Challenges & Considerations

  • Numerical Hallucination Risk — LLMs can generate plausible but incorrect figures—wrong tax rates, misquoted thresholds, fabricated precedents—in contexts where precision is legally consequential. Current deployments mitigate this through human review gates, but the liability exposure for firms that remove that gate prematurely is significant.
  • Regulatory and Audit Standard Ambiguity — The PCAOB, SEC, and FASB have not issued comprehensive guidance on AI use in audits or financial reporting. Firms face genuine uncertainty about whether AI-assisted workpapers satisfy independence requirements and whether AI-generated disclosures meet issuer obligations.

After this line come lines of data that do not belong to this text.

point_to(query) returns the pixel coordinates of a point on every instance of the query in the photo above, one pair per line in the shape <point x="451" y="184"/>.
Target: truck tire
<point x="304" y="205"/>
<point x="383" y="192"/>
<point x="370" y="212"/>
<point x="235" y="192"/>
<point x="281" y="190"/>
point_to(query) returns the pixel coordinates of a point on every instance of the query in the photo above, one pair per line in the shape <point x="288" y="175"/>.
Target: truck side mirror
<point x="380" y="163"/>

  • Client Data Confidentiality — Accounting firms hold among the most sensitive corporate information in existence. Routing client financial data through third-party LLM APIs raises confidentiality, privilege, and data residency concerns that have slowed adoption at large firms, pushing many toward on-premise or private-cloud deployments.
  • ERP and Legacy System Integration — Most enterprise financial data lives in SAP, Oracle, or legacy GL systems with APIs designed for structured data, not LLM interoperability. Building the data pipelines to connect LLM tools to production financial systems remains a significant implementation burden.
  • Model Explainability for Audit Trails — Regulators and auditors require documented reasoning for financial conclusions. LLMs are probabilistic systems whose outputs can be difficult to trace to specific inputs, complicating the creation of auditable records for AI-assisted decisions in regulated workflows.
  • Professional Skepticism and Change Management — Accounting culture prizes careful, rule-grounded judgment developed over years of practice. Adoption of AI tools that compress or automate parts of that judgment requires significant change management—and creates tension with professional standards that require demonstrating the exercise of independent professional skepticism.